According to his plea agreement, James and Jack Johnson were paid between $400,000 and $1 million in bribes from developers and others in exchange for political favors. As director of the county’s Department of Housing and Community Development, Johnson oversaw an $80 million budget and administered federal development grants. According to the statement of facts in his plea agreement, Johnson accepted $54,000 in 2010 from developers Mirza Baig and Patrick Ricker, among others. Baig and Ricker have pleaded guilty and are scheduled to be sentenced later this year.
Though he was appointed as the county’s housing director in 2009, prosecutors said Johnson’s involvement in the pay-to-play scheme stretches back to 2006.
“The defendant was involved in the largest public corruption in Maryland in a generation,” Assistant U.S. Attorney James A. Crowell IV said at the sentencing. “Over five years, this defendant accepted tens of thousands of dollars in bribes.”
Johnson told the court Monday that he accepted responsibility for his actions.
“I’m truly sorry for what I did, for the hurt and shame that this has caused,” he said. “If you want to talk about somebody going to hell, I have been there. This has rattled my life.”
As part of his sentence, Johnson also will be on probation for two years after his release from prison and must pay a $25,000 fine.
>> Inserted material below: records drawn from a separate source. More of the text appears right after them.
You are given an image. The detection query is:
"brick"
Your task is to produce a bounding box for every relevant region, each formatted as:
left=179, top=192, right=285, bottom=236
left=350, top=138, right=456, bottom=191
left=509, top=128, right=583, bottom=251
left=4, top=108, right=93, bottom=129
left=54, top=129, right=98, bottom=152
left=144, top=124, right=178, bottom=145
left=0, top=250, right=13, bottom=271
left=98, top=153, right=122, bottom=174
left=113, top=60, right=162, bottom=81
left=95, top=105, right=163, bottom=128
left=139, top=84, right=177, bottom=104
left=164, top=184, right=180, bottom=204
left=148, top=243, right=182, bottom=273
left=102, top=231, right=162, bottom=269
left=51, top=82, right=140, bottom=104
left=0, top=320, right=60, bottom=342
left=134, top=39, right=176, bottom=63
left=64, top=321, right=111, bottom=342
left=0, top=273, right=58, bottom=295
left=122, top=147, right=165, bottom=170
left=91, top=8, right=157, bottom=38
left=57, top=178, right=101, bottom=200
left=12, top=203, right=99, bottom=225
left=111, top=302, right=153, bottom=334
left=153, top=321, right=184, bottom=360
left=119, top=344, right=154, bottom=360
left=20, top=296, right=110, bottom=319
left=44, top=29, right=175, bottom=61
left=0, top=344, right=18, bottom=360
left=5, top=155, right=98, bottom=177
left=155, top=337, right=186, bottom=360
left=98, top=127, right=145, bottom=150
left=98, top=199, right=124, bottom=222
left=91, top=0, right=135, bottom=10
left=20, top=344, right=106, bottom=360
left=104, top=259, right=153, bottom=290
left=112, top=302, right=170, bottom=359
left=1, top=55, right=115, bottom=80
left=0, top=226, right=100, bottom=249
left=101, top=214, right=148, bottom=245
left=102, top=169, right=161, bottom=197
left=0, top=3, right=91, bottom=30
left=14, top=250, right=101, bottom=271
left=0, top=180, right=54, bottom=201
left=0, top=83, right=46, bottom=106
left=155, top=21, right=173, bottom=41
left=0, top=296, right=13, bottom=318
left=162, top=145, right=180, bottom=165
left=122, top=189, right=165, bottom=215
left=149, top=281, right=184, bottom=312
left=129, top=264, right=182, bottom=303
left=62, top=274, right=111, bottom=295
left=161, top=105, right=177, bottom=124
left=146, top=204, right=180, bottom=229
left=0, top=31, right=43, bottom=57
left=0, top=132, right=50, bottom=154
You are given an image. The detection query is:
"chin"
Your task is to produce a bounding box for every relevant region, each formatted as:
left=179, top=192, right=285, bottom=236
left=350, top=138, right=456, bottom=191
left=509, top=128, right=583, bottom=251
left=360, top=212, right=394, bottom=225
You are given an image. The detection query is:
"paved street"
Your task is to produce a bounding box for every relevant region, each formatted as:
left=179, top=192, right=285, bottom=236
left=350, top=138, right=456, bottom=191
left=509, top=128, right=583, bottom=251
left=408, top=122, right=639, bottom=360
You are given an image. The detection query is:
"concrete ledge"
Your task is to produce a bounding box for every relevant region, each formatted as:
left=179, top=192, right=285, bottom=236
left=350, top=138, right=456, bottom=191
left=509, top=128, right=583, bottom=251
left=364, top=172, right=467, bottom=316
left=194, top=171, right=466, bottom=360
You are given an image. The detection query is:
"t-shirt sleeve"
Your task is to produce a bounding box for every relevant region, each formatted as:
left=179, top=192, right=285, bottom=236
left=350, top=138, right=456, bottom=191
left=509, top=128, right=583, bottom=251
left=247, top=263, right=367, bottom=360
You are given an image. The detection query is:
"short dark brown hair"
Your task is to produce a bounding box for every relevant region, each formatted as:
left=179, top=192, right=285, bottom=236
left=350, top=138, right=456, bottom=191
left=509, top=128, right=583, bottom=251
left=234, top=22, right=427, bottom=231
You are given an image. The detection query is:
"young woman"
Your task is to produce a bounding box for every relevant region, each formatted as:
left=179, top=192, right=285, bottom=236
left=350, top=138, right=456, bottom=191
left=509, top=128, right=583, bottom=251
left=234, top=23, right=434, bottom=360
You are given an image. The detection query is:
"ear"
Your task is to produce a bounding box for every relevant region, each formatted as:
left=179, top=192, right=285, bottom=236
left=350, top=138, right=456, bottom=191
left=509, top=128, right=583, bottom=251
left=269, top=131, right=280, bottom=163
That is in addition to the $46,300 that authorities seized from a safe-deposit box he controlled, prosecutors said.
Johnson’s attorney, Gregory Lattimer, argued for a reduced fine, stating that Johnson might have trouble selling property he owns in South Carolina in order to make the payment before he reports to prison in June.
“If you have to liquidate one or more of those properties, I think it’s appropriate to do so,” Judge Messitte said.
Accompanied by four women as he left the courtroom, Johnson ignored requests for comment.